Yes, but the more blight-resistant varieties are not yet widely accepted in the market. We have worked and continue to work on Sarpo Mira, and are supportive of the efforts of the Sarvari Trust in promoting their potato varieties – see our published work: http://www.ncbi.nlm.nih.gov/pubmed/24343200 http://www.ncbi.nlm.nih.gov/pubmed/22414442. Some of our results should be helpful for breeders trying improve potato, and we believe both breeding and GM can significantly contribute to potato improvement. There is an urgent need for blight-resistant potatoes that address market needs and significantly reduce chemical input. We can never have ‘too many’ resistance genes available for use.
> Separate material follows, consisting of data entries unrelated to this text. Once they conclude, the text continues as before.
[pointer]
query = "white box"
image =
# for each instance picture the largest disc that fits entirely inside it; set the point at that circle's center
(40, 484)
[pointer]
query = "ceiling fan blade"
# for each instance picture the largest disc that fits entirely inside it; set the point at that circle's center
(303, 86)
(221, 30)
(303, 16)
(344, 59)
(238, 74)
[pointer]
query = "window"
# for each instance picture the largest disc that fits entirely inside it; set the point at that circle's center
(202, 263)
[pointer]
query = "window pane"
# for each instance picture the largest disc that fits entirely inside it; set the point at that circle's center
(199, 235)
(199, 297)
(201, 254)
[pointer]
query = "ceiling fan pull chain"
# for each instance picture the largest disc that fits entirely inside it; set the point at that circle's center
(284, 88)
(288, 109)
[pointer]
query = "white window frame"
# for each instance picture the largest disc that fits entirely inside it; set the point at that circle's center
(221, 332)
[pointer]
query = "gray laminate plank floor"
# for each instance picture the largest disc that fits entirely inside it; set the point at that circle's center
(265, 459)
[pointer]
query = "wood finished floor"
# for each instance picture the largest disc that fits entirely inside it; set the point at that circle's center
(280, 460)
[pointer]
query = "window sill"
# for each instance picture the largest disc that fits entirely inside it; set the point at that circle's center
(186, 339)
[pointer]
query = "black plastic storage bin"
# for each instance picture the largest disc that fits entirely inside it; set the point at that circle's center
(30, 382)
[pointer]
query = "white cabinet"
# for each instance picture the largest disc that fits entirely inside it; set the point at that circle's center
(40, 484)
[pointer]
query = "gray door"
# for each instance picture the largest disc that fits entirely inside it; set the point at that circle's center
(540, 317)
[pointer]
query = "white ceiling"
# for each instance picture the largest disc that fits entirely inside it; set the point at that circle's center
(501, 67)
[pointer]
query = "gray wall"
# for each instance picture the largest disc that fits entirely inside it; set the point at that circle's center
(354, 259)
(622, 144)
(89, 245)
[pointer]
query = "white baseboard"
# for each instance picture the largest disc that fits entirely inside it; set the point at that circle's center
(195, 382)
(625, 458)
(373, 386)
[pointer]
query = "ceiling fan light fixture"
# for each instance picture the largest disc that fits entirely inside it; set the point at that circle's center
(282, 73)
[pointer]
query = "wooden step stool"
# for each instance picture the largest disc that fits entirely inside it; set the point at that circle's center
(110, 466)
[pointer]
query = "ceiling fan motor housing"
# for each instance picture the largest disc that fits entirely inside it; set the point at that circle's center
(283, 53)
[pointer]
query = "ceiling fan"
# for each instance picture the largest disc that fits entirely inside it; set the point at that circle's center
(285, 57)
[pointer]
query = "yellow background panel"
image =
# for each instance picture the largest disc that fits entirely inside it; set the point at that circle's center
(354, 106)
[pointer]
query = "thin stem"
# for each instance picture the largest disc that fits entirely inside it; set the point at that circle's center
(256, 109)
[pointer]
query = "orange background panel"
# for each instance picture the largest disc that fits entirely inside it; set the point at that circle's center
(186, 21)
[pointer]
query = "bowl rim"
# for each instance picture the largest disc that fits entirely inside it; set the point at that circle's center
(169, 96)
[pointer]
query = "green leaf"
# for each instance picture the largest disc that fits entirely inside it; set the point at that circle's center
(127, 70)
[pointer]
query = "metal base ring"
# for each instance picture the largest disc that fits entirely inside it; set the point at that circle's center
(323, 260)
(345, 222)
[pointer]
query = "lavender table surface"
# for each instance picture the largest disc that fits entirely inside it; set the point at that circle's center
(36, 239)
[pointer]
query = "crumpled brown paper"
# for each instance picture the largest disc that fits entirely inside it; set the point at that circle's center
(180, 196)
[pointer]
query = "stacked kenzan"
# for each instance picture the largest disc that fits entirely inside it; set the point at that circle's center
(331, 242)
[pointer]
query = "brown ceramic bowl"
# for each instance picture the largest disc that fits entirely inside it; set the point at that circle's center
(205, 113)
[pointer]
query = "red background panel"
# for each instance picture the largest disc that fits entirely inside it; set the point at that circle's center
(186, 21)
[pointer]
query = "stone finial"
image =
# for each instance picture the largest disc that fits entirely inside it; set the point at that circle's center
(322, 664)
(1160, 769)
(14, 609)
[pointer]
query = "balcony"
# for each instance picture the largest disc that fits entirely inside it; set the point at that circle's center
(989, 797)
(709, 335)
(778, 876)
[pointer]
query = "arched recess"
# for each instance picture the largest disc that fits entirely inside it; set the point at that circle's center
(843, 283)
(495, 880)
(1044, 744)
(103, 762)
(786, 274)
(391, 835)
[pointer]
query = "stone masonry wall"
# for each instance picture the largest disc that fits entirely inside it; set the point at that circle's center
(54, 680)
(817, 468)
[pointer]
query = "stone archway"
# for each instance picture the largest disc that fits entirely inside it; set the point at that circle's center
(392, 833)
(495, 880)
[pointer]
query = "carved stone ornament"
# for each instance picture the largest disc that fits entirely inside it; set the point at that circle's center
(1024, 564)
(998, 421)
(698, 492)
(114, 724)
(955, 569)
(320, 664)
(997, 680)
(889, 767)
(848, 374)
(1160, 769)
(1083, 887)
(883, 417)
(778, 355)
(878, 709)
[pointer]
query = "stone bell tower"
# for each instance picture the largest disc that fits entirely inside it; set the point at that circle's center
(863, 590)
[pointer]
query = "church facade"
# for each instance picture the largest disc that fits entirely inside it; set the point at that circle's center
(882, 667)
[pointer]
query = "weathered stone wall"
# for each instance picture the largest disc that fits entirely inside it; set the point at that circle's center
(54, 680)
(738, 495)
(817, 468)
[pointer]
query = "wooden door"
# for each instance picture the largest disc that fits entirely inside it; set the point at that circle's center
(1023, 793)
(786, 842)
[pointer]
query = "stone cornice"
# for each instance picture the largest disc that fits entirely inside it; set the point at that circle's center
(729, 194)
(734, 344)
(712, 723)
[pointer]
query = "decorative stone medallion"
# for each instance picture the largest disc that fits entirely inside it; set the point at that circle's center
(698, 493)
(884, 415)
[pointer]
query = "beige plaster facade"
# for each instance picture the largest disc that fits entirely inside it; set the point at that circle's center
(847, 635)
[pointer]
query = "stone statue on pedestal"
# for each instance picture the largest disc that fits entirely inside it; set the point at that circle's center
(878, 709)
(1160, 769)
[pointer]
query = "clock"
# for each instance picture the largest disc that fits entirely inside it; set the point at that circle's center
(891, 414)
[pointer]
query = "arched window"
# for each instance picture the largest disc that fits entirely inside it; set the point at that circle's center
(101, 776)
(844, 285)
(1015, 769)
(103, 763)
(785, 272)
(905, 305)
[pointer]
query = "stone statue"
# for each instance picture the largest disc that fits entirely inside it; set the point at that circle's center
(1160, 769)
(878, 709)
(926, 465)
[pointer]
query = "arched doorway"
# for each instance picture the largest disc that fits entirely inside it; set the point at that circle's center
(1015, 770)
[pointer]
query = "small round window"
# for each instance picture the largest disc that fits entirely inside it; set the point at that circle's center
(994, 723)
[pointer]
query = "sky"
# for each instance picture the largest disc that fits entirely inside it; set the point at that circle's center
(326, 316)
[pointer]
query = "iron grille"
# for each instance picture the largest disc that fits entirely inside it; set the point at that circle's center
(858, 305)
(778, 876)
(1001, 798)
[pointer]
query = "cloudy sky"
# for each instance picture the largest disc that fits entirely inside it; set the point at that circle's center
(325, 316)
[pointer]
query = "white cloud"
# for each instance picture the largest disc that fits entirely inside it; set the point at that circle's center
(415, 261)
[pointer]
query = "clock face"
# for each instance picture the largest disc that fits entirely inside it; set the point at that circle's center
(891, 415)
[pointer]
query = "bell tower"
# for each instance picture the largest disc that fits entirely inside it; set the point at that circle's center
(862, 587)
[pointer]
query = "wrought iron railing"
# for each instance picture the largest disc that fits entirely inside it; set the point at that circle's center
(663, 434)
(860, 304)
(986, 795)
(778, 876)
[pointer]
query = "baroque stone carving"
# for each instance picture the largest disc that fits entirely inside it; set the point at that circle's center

Why do these potatoes need to involve GM technology rather than being conventionally bred?
A: Potato breeding is extremely slow and inefficient. By the time a gene is successfully introduced into a cultivated variety, the late blight pathogen may already have evolved the ability to overcome it. It is better to take a good variety like Maris Piper (~20% of the market) and enhance its blight resistance than to try to breed a blight resistant Maris Piper. Breeding is not an exact science and changes many genes that affect important agronomic traits such as yield, quality and maturity time. By using GM, we can be sure that only the desired resistance gene is introduced into the resulting variety, without changing other characteristics.
Who is providing the funding for the trial? Is there any commercial funding?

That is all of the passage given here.